"Khan, Tanzeel" <[email protected]> writes:
> I am trying to understand the SELECT FOR UPDATE behavior when it is not
> returning rows back to client.
> postgres=> CREATE TABLE t (col1 INT, col2 INT);
> postgres=> INSERT INTO t VALUES (1, 1);
> S1: BEGIN; UPDATE t SET col2 = col2 + 1 WHERE col1 = 1;
> S2: BEGIN; WITH cte AS (SELECT * FROM t WHERE col1 = 1 FOR UPDATE) UPDATE t
> SET col2 = t.col2 + 1 FROM cte AS t_self_join WHERE (t.col2 =
> t_self_join.col2);
> S1: COMMIT;
> S2: zero rows updated
> Why does session 2 update zero rows ?
Since the CTE has FOR UPDATE, it blocks and returns the updated-by-S1
version of the row.
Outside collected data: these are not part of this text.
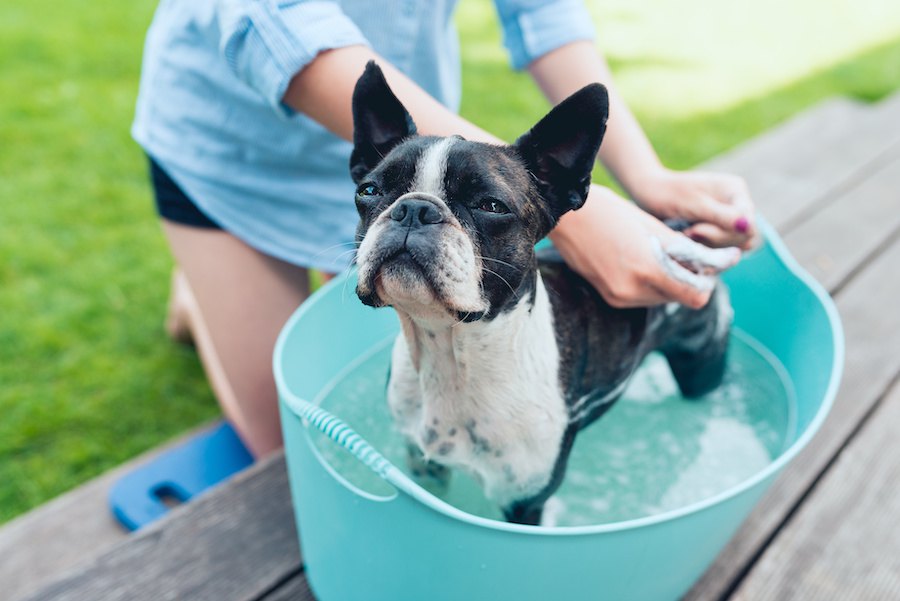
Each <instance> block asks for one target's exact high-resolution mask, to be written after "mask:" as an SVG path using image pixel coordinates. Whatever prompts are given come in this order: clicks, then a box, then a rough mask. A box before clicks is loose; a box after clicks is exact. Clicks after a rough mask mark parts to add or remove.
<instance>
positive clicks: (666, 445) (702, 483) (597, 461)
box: [314, 331, 795, 526]
mask: <svg viewBox="0 0 900 601" xmlns="http://www.w3.org/2000/svg"><path fill="white" fill-rule="evenodd" d="M391 342H392V341H391V340H388V341H385V343H384V344H383V345H382V346H380V347H379V348H377V349H376V350H375V351H373V352H372V353H370V354H369V355H367V356H366V357H364V358H362V359H361V360H360V361H358V362H356V363H355V364H354V365H353V366H352V367H351V368H349V369H347V370H346V371H345V372H344V373H343V374H342V375H340V376H339V377H338V378H336V379H335V381H334V382H333V383H332V384H331V385H330V386H329V387H327V388H326V389H325V391H324V392H323V394H322V396H321V397H320V399H318V401H319V402H320V403H321V405H322V406H323V407H324V408H326V409H328V410H329V411H331V412H332V413H334V414H335V415H337V416H338V417H341V418H342V419H343V420H344V421H346V422H347V423H348V424H349V425H350V426H351V427H353V428H354V429H355V430H356V431H357V432H358V433H359V434H360V435H361V436H363V438H365V439H367V440H368V441H369V442H370V443H372V444H373V445H374V446H375V447H376V448H377V449H378V450H379V451H380V452H381V453H382V454H384V455H385V456H386V457H387V458H388V459H389V460H390V461H392V462H393V463H394V464H395V465H396V466H398V467H400V468H401V469H405V467H406V459H405V453H406V450H405V442H404V441H403V439H402V437H401V436H400V435H399V434H397V433H396V431H395V430H394V429H393V427H392V424H391V418H390V414H389V412H388V409H387V402H386V401H385V398H384V391H385V382H386V374H387V371H388V365H389V363H390V348H391ZM794 421H795V420H794V398H793V391H792V388H791V383H790V381H789V380H788V379H787V376H786V375H785V371H784V368H783V367H781V365H780V364H779V363H778V362H777V360H776V359H775V358H774V357H773V356H772V355H771V354H770V353H768V351H766V349H764V348H763V347H761V346H760V345H759V344H758V343H757V342H756V341H754V340H753V339H752V338H750V337H749V336H747V335H745V334H743V333H742V332H740V331H737V332H735V334H734V335H733V336H732V339H731V343H730V348H729V361H728V368H727V371H726V374H725V379H724V381H723V383H722V385H721V386H720V387H719V388H718V389H717V390H715V391H713V392H712V393H710V394H708V395H706V396H704V397H702V398H700V399H694V400H686V399H684V398H682V397H681V396H680V395H679V393H678V388H677V386H676V385H675V381H674V379H673V378H672V375H671V373H670V372H669V369H668V366H667V365H666V362H665V360H664V359H663V358H662V357H661V356H659V355H657V354H652V355H650V356H648V357H647V359H646V360H645V361H644V363H643V365H642V366H641V367H640V369H639V370H638V371H637V372H636V373H635V375H634V376H633V378H632V381H631V383H630V384H629V386H628V389H627V391H626V392H625V394H624V396H623V397H622V399H621V400H620V401H619V402H618V403H617V404H616V406H615V407H613V408H612V409H611V410H610V411H609V412H607V413H606V415H604V416H603V417H602V418H600V419H599V420H598V421H597V422H595V423H594V424H592V425H591V426H589V427H588V428H586V429H584V430H582V431H581V433H579V435H578V438H577V439H576V442H575V448H574V450H573V452H572V456H571V459H570V461H569V467H568V470H567V473H566V478H565V481H564V482H563V485H562V486H561V487H560V488H559V490H558V491H557V493H556V495H554V498H553V499H551V501H550V502H549V503H548V506H547V509H546V511H545V520H544V522H545V524H550V525H557V526H581V525H587V524H603V523H609V522H617V521H622V520H629V519H634V518H640V517H646V516H651V515H654V514H657V513H661V512H666V511H670V510H674V509H678V508H681V507H685V506H687V505H690V504H692V503H695V502H698V501H702V500H704V499H707V498H709V497H712V496H715V495H717V494H719V493H722V492H724V491H726V490H727V489H729V488H731V487H732V486H735V485H737V484H739V483H741V482H742V481H744V480H746V479H747V478H750V477H752V476H753V475H754V474H756V473H758V472H759V471H760V470H762V469H763V468H765V467H766V466H767V465H768V464H769V463H770V462H772V461H773V460H774V459H775V458H776V457H777V456H778V455H779V454H780V453H781V452H782V451H783V450H784V449H785V447H786V445H787V444H789V442H790V441H791V440H792V437H793V436H794V427H795V426H794ZM314 438H315V439H316V445H317V448H318V449H319V451H320V453H322V455H323V456H324V457H325V459H326V460H327V461H328V462H329V463H330V464H331V465H332V466H333V467H334V468H335V469H336V471H337V472H338V473H340V474H341V475H342V476H343V477H345V478H346V479H347V480H349V481H350V482H351V483H353V484H354V485H356V486H358V487H359V488H361V489H363V490H366V491H369V492H372V493H374V494H389V493H390V492H391V489H390V487H388V485H386V484H385V483H383V482H381V481H380V480H379V479H378V478H377V477H375V476H373V475H372V474H371V472H369V471H368V470H367V469H366V468H365V467H362V466H361V464H359V463H358V462H357V461H356V460H355V459H353V458H352V457H351V456H350V455H349V454H348V453H346V452H345V451H343V450H342V449H340V448H339V447H337V445H334V444H331V443H329V442H327V441H325V440H324V439H323V438H322V437H319V436H316V437H314ZM443 498H444V500H446V501H447V502H448V503H450V504H452V505H454V506H456V507H458V508H460V509H462V510H464V511H468V512H470V513H474V514H476V515H481V516H484V517H489V518H495V519H502V518H501V515H500V512H499V511H498V509H497V508H496V507H495V506H493V504H491V503H490V502H489V501H487V500H486V499H484V497H483V496H482V495H481V494H480V490H479V489H478V487H477V486H476V485H475V484H474V482H472V481H471V480H470V479H469V478H467V477H466V476H465V475H464V474H461V473H455V474H453V476H452V479H451V484H450V487H449V488H448V490H447V491H446V493H444V494H443Z"/></svg>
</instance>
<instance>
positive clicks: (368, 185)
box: [350, 63, 732, 524]
mask: <svg viewBox="0 0 900 601" xmlns="http://www.w3.org/2000/svg"><path fill="white" fill-rule="evenodd" d="M607 114H608V99H607V94H606V90H605V89H604V88H603V86H601V85H599V84H592V85H589V86H587V87H585V88H583V89H582V90H580V91H578V92H576V93H575V94H573V95H572V96H570V97H569V98H568V99H566V100H564V101H563V102H562V103H560V104H559V105H558V106H557V107H555V108H554V109H553V110H551V111H550V113H549V114H548V115H547V116H546V117H544V118H543V119H542V120H541V121H540V122H539V123H538V124H537V125H535V126H534V127H533V128H532V129H531V130H529V131H528V132H527V133H525V134H524V135H523V136H522V137H520V138H519V139H518V140H517V141H516V142H515V143H514V144H512V145H509V146H501V145H491V144H484V143H480V142H473V141H468V140H465V139H463V138H461V137H458V136H454V137H449V138H439V137H432V136H420V135H417V133H416V128H415V124H414V123H413V120H412V118H411V117H410V115H409V113H408V112H407V111H406V109H405V108H404V107H403V105H402V104H401V103H400V102H399V100H398V99H397V98H396V96H394V94H393V92H392V91H391V90H390V88H389V86H388V85H387V82H386V81H385V79H384V76H383V74H382V72H381V70H380V69H379V68H378V67H377V65H375V64H374V63H370V64H369V65H367V67H366V70H365V73H364V74H363V76H362V77H361V78H360V80H359V82H358V83H357V86H356V90H355V93H354V97H353V117H354V140H353V141H354V149H353V153H352V156H351V161H350V163H351V164H350V167H351V175H352V177H353V179H354V181H355V182H356V183H357V185H358V188H357V195H356V204H357V208H358V210H359V215H360V222H359V226H358V230H357V236H358V242H359V248H358V253H357V264H358V267H359V273H358V285H357V294H358V295H359V298H360V299H361V300H362V301H363V302H364V303H366V304H368V305H371V306H373V307H383V306H391V307H393V308H394V309H395V310H396V311H397V314H398V316H399V317H400V322H401V325H402V333H401V335H400V336H398V338H397V341H396V343H395V346H394V351H393V356H392V369H391V374H390V378H389V383H388V403H389V405H390V408H391V411H392V414H393V416H394V419H395V421H396V423H397V425H398V427H399V429H400V431H401V432H402V433H403V434H404V435H405V436H406V437H407V439H408V441H409V443H410V444H409V447H410V464H411V466H412V468H413V471H414V472H415V473H416V474H417V475H418V476H420V477H421V478H423V479H425V480H431V481H432V482H431V483H430V484H431V485H433V486H441V485H442V484H444V483H445V481H446V478H448V477H449V472H448V469H447V468H451V467H452V468H459V469H463V470H465V471H467V472H468V473H470V474H472V475H473V476H474V477H475V478H476V480H477V481H479V482H480V483H481V484H482V486H483V488H484V490H485V493H486V495H487V496H488V497H489V498H491V499H492V500H494V501H495V502H497V503H498V504H499V505H500V507H501V508H502V510H503V511H504V513H505V515H506V517H507V519H508V520H509V521H511V522H517V523H523V524H539V523H540V519H541V514H542V510H543V506H544V503H545V502H546V501H547V499H548V498H549V497H550V496H551V495H552V494H553V493H554V492H555V491H556V489H557V488H558V487H559V485H560V483H561V482H562V479H563V476H564V474H565V467H566V463H567V460H568V456H569V452H570V451H571V448H572V444H573V441H574V439H575V435H576V434H577V433H578V431H579V430H580V429H581V428H583V427H585V426H587V425H588V424H590V423H592V422H593V421H594V420H596V419H597V418H599V417H600V416H601V415H602V414H603V413H604V412H606V411H607V410H608V409H609V408H610V407H611V406H612V405H613V403H614V401H615V400H616V399H618V398H619V396H621V394H622V392H623V391H624V389H625V386H626V384H627V383H628V381H629V378H630V377H631V375H632V374H633V373H634V370H635V369H636V368H637V366H638V365H639V364H640V362H641V360H642V359H643V358H644V356H645V355H646V354H647V353H649V352H650V351H653V350H660V351H661V352H662V353H663V354H664V355H665V356H666V358H667V359H668V361H669V365H670V366H671V368H672V371H673V374H674V376H675V378H676V380H677V381H678V384H679V386H680V388H681V391H682V393H683V394H684V395H685V396H688V397H696V396H700V395H702V394H704V393H706V392H708V391H709V390H711V389H712V388H714V387H716V386H717V385H718V384H719V382H720V381H721V378H722V374H723V370H724V364H725V351H726V346H727V341H728V333H729V329H730V324H731V316H732V313H731V307H730V305H729V303H728V297H727V292H726V290H725V288H724V287H723V286H721V285H719V286H718V287H717V288H716V291H715V293H714V294H713V297H712V300H711V301H710V303H709V304H707V305H706V306H705V307H704V308H702V309H699V310H691V309H688V308H686V307H683V306H681V305H675V304H669V305H665V306H661V307H653V308H649V309H647V308H640V309H616V308H613V307H611V306H610V305H609V304H608V303H607V302H606V301H604V299H603V298H602V296H600V294H598V293H597V291H596V290H595V289H594V288H593V287H592V286H591V285H590V284H589V283H588V282H587V281H585V280H584V279H583V278H582V277H581V276H579V275H578V274H576V273H575V272H574V271H573V270H571V269H570V268H568V267H567V266H566V264H565V263H564V262H563V261H562V260H561V258H560V257H559V255H558V254H556V253H555V251H553V250H552V249H551V250H548V251H545V252H541V253H536V252H535V250H534V246H535V244H536V243H537V242H538V241H539V240H541V239H542V238H543V237H544V236H546V234H547V233H548V232H549V231H550V230H551V229H552V228H553V227H554V225H555V224H556V223H557V221H558V220H559V218H560V217H561V216H562V215H563V214H565V213H566V212H568V211H570V210H574V209H578V208H579V207H581V206H582V205H583V204H584V202H585V200H586V198H587V193H588V188H589V186H590V174H591V167H592V166H593V164H594V161H595V159H596V155H597V151H598V149H599V147H600V142H601V140H602V137H603V133H604V131H605V125H606V119H607ZM598 469H602V466H600V467H598Z"/></svg>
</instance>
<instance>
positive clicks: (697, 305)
mask: <svg viewBox="0 0 900 601" xmlns="http://www.w3.org/2000/svg"><path fill="white" fill-rule="evenodd" d="M550 238H551V239H552V240H553V244H554V246H556V248H557V249H558V250H559V252H560V254H561V255H562V257H563V259H565V260H566V263H567V264H568V265H569V266H570V267H571V268H572V269H574V270H575V271H577V272H578V273H579V274H581V275H582V276H583V277H584V278H585V279H587V280H588V281H589V282H590V283H591V284H592V285H593V286H594V287H595V288H596V289H597V290H598V291H599V292H600V294H601V295H603V298H604V299H606V301H607V302H608V303H609V304H610V305H612V306H614V307H639V306H649V305H657V304H661V303H666V302H673V301H674V302H679V303H682V304H684V305H687V306H689V307H693V308H695V309H696V308H700V307H702V306H704V305H705V304H706V303H707V302H708V301H709V297H710V294H711V293H712V290H713V286H714V285H715V277H714V276H715V275H716V274H718V273H720V272H722V271H724V270H725V269H727V268H729V267H731V266H732V265H734V264H736V263H737V262H738V261H739V260H740V256H741V252H740V250H738V249H737V248H733V247H732V248H722V249H713V248H708V247H706V246H703V245H701V244H698V243H696V242H693V241H692V240H690V239H689V238H687V237H686V236H684V235H682V234H679V233H676V232H674V231H672V230H671V229H669V228H668V227H666V226H665V225H663V224H662V223H661V222H660V221H659V220H657V219H655V218H654V217H653V216H651V215H649V214H647V213H646V212H644V211H642V210H641V209H640V208H639V207H637V206H636V205H635V204H633V203H631V202H629V201H627V200H625V199H623V198H621V197H619V196H618V195H616V194H615V193H614V192H612V191H611V190H609V189H608V188H601V187H599V186H591V193H590V195H589V196H588V200H587V202H586V203H585V205H584V206H583V207H582V208H581V209H579V210H577V211H573V212H570V213H567V214H566V215H564V216H563V217H562V219H561V220H560V222H559V225H557V227H556V228H555V229H554V230H553V231H552V232H551V233H550Z"/></svg>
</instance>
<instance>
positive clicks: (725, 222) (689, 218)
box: [680, 194, 752, 234]
mask: <svg viewBox="0 0 900 601" xmlns="http://www.w3.org/2000/svg"><path fill="white" fill-rule="evenodd" d="M681 212H682V214H681V215H680V216H681V217H683V218H684V219H686V220H688V221H690V222H692V223H709V224H712V225H715V226H717V227H718V228H720V229H721V230H722V231H724V232H733V233H735V234H746V233H747V232H748V231H749V229H750V227H751V225H752V215H748V214H746V212H745V211H744V210H743V208H740V207H736V206H734V205H731V204H728V203H725V202H721V201H719V200H716V199H715V198H714V197H712V196H709V195H706V194H703V195H700V196H698V197H696V198H695V199H694V202H690V203H685V204H684V205H683V207H682V208H681Z"/></svg>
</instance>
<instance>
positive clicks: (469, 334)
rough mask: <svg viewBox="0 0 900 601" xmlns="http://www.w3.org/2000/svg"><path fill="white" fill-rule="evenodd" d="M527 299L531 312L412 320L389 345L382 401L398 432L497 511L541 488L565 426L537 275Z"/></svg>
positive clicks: (547, 329)
mask: <svg viewBox="0 0 900 601" xmlns="http://www.w3.org/2000/svg"><path fill="white" fill-rule="evenodd" d="M535 294H536V296H535V302H534V305H533V306H530V304H529V303H528V302H526V301H525V300H523V301H520V303H519V305H518V306H516V307H515V308H514V309H513V310H511V311H509V312H507V313H505V314H501V315H499V316H497V317H496V318H495V319H494V320H492V321H490V322H475V323H471V324H466V323H460V324H457V325H455V326H454V327H453V328H449V329H448V328H444V329H442V330H430V329H429V328H428V326H427V324H417V325H416V327H415V331H414V332H413V333H410V330H409V328H407V329H405V331H406V332H407V336H406V337H404V336H400V337H398V339H397V342H396V343H395V345H394V353H393V365H392V372H391V380H390V383H389V387H388V402H389V404H390V407H391V411H392V413H393V415H394V418H395V420H396V422H397V424H398V426H399V428H400V430H401V431H402V433H403V434H404V435H406V436H407V437H408V438H409V439H410V440H411V441H413V442H414V443H416V444H417V445H418V446H419V448H420V449H421V450H422V452H423V453H424V454H425V456H426V458H428V459H430V460H432V461H436V462H438V463H441V464H444V465H448V466H451V467H457V468H462V469H464V470H466V471H468V472H469V473H471V474H472V475H473V476H475V477H476V479H478V480H480V482H481V483H482V485H483V486H484V489H485V493H486V494H487V496H488V497H489V498H491V499H492V500H494V501H496V502H498V503H500V504H501V505H506V504H507V503H508V502H510V501H512V500H514V499H521V498H526V497H528V496H529V495H533V494H537V493H538V492H539V491H540V490H541V489H542V488H543V487H544V486H546V484H547V483H548V481H549V479H550V477H551V475H552V473H553V469H554V467H555V463H556V458H557V455H558V453H559V449H560V444H561V440H562V436H563V433H564V431H565V429H566V425H567V422H568V413H567V410H566V406H565V401H564V398H563V395H562V392H561V391H560V386H559V352H558V348H557V344H556V336H555V332H554V330H553V320H552V313H551V309H550V304H549V300H548V298H547V293H546V291H545V289H544V287H543V284H542V282H541V281H540V278H539V279H538V285H537V289H536V292H535ZM410 335H412V336H413V337H415V338H416V339H417V340H413V341H408V340H407V338H408V337H409V336H410ZM410 344H416V345H418V347H417V348H418V353H419V357H418V359H419V369H418V370H416V369H415V367H414V363H413V360H412V357H411V354H410Z"/></svg>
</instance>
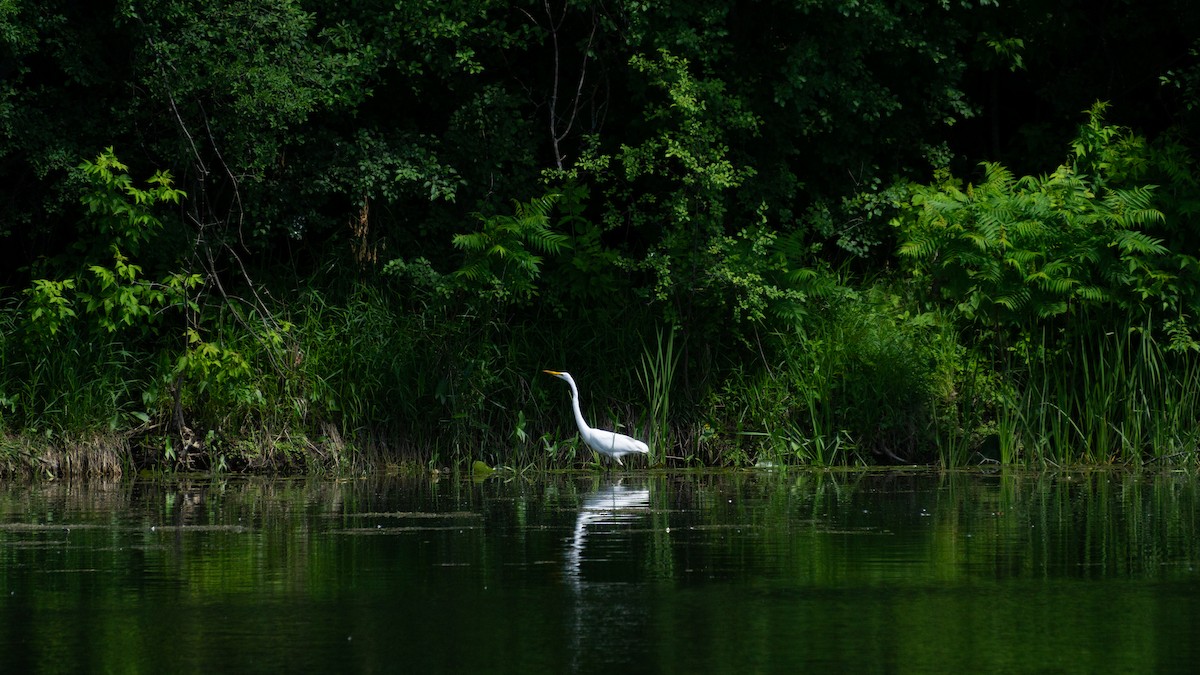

But the outer query initially reads the old
version of the row, so the join condition fails, and we never get
to the lock-row-and-recheck behavior of UPDATE.
I am not sure what you are hoping to accomplish with that self-join.
I suppose this is an oversimplified example, but it's too
oversimplified for anyone to see why you'd want to do it like that.